Don’t waste time building the same crappy features all your competitors have.
But what about customer requests? Those must matter.
They do. They matter a lot. But not in the way that you think.
Customers will always tell you what features they want. But these features are rarely what you should build.
Customers are limited by what they know. They are limited by what is feasible today. If you build what they request, you’ll build yesterday’s product.
It is your job to understand the intent and the need behind the feature request and translate it into tomorrow’s solution. – Tweet This
Customer demand should inform what you build, but it should not dictate what you build next.
Time-to-Build Doesn’t Matter
If you use time-to-build to prioritize what to build next, you’ll end up with a product full of easy solutions. What will keep a competitor from coming in and stealing your lunch?
I understand you are working on short timelines. You have 3 months before you’ll run out money. You have to meet aggressive growth goals. Three customers are at risk. I’ve heard it all.
That’s fine.
Time to build matters. But it doesn’t matter when prioritizing. – Tweet This
Decide what’s the most important thing to build next (more on that below) and then figure out how to build it in the time that you do have.
Don’t let your timelines dictate what you build next. That’s the fastest way to a mediocre product.
Stakeholders Shouldn’t Be Involved
I’m not going to make friends with this section. But I’m not here to help you make friends (Dale Carnegie can do that). I’m hear to help you build great products.
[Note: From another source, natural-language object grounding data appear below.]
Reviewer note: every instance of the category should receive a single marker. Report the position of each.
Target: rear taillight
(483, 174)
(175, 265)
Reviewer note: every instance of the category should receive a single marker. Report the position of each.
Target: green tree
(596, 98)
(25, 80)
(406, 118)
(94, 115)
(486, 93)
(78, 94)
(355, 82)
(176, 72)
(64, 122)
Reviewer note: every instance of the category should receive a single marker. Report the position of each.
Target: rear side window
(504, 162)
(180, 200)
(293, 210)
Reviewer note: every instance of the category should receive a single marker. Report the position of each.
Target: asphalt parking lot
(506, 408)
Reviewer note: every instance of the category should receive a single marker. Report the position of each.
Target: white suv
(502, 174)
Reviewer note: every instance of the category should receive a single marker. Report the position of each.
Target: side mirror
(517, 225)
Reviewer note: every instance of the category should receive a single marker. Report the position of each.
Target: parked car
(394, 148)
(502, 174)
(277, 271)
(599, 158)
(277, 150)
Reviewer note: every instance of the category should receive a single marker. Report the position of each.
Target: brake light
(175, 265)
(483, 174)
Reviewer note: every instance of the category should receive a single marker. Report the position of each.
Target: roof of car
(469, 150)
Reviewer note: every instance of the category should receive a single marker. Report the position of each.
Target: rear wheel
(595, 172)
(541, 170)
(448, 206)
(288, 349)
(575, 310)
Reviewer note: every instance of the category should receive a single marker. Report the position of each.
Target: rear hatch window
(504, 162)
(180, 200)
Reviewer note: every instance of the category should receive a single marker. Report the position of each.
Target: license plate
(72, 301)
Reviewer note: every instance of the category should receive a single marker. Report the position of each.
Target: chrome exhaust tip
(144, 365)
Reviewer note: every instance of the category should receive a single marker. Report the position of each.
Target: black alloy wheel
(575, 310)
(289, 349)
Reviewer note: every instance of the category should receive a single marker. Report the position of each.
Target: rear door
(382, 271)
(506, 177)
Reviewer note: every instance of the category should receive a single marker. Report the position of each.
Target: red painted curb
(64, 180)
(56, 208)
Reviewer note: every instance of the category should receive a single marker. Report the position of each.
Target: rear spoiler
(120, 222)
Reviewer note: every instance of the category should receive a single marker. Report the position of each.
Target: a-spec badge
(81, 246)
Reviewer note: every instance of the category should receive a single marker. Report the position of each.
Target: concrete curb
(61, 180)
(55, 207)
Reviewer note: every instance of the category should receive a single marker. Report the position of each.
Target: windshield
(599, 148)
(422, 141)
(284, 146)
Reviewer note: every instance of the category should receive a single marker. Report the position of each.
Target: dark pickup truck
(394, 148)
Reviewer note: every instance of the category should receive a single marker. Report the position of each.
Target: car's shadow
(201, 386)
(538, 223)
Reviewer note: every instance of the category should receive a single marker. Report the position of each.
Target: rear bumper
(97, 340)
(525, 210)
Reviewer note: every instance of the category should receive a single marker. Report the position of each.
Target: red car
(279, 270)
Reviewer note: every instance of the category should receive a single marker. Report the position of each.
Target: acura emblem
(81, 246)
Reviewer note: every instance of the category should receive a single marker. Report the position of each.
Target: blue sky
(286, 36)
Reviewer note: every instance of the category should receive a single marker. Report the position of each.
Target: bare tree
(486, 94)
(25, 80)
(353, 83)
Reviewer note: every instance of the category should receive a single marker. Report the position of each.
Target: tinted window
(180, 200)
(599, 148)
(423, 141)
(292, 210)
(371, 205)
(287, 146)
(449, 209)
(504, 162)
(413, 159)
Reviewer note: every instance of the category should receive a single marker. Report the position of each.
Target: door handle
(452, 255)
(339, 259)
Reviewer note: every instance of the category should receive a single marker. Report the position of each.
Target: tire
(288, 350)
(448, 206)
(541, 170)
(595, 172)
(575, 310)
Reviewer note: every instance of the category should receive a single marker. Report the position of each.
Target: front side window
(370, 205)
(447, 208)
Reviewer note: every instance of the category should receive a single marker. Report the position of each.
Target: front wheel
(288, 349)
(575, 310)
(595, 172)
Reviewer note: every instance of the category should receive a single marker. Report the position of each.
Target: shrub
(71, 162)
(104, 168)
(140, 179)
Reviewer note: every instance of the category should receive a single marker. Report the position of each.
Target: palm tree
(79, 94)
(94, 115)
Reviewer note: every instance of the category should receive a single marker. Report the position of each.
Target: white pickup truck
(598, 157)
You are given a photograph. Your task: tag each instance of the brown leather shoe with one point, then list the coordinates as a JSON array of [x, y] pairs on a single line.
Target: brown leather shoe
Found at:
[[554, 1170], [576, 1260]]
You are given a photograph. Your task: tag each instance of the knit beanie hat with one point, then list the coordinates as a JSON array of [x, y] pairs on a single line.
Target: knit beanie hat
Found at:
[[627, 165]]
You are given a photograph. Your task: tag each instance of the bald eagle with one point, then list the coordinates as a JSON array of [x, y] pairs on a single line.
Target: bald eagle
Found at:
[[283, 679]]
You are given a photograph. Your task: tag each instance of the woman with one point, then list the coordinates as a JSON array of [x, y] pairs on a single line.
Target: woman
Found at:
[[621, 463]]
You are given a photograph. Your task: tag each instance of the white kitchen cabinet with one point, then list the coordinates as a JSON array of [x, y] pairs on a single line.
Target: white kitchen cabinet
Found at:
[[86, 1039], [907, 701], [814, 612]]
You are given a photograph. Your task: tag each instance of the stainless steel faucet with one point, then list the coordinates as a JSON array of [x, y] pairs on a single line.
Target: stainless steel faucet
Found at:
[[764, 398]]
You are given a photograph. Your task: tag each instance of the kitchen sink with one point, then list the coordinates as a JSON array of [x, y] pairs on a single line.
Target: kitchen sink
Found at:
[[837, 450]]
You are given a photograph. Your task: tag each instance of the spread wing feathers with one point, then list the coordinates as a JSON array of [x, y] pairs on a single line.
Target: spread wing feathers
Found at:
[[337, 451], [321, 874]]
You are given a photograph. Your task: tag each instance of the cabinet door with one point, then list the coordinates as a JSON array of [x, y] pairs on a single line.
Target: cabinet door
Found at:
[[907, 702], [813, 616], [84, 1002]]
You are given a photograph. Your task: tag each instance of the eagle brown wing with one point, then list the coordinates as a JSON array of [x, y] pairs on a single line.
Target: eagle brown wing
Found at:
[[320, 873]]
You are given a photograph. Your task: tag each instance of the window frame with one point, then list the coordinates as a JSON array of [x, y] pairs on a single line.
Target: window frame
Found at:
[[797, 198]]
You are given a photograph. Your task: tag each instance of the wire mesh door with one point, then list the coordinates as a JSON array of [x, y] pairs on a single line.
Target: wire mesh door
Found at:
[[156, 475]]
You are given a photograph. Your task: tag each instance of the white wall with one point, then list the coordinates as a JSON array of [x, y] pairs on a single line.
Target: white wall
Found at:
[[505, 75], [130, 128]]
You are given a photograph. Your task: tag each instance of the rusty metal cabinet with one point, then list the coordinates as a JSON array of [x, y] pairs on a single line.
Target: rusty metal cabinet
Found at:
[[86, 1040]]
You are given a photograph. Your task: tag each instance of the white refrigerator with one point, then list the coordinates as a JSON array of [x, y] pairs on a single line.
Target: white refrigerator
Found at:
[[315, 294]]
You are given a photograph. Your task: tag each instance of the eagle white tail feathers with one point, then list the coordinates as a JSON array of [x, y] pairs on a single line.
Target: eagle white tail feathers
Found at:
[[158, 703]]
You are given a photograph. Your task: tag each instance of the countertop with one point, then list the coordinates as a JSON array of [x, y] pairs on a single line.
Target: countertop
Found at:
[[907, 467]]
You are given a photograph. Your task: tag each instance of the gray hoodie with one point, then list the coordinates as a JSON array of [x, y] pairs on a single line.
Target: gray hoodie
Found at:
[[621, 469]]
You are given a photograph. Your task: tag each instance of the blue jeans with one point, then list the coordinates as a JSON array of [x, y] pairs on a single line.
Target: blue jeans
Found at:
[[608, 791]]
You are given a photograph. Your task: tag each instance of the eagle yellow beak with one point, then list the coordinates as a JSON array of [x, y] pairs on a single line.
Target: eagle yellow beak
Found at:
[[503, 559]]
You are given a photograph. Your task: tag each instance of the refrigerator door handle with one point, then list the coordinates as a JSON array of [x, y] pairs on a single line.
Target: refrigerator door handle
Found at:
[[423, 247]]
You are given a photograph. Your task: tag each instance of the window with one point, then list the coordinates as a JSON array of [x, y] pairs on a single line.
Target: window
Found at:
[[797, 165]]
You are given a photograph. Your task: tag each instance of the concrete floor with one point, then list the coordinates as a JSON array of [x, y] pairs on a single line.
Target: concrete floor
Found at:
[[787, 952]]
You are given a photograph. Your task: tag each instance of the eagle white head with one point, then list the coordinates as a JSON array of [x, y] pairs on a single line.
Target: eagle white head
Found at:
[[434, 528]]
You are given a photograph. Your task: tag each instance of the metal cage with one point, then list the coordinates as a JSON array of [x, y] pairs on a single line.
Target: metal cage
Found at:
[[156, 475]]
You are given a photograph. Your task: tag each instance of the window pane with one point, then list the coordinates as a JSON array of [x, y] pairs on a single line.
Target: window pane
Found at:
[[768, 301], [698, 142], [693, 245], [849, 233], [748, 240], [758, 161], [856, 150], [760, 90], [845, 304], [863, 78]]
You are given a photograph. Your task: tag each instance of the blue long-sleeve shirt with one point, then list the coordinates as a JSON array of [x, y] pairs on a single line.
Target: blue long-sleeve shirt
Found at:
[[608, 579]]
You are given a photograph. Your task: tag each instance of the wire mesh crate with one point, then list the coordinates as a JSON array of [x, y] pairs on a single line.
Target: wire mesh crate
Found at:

Stakeholders (as in your CEO, executives who are not on your product or UX team, sales) should not be involved in feature prioritization. Period.
Keep them out of the weeds. Yes, their input matters. Yes, you need to take into account business needs. But if you are sitting in a meeting ranking a list of features, you are building a product by consensus.
Products built by consensus suck. Please don’t build products that suck.
Instead, get stakeholder buy-in on the goal you are pursuing. Get stakeholder input on how different features will impact that goal. But don’t let other stakeholders dictate what to build next.
It’s your job to manage all the conflicts. To figure out how to meet all the competing demand. You should be prioritizing what to build next.
Prioritize Based on Expected Impact
We set goals for a reason. They help us focus. They give us the freedom to relentlessly chase after a target. They separate the planning from doing.
But they only do this if you use them to guide what you do next.
You’ve already taken into account what your customers need and what is most important to your business. That is reflected in your goal. You don’t have to do this again when you prioritize.
You only need to prioritize on one dimension – expected impact on your goal.
That’s it.
You already estimated expected impact back when you were evaluating ideas. You already tested those estimates for your top ideas. Prioritizing is easy. Evaluate the results of your top tests and build the most promising ones.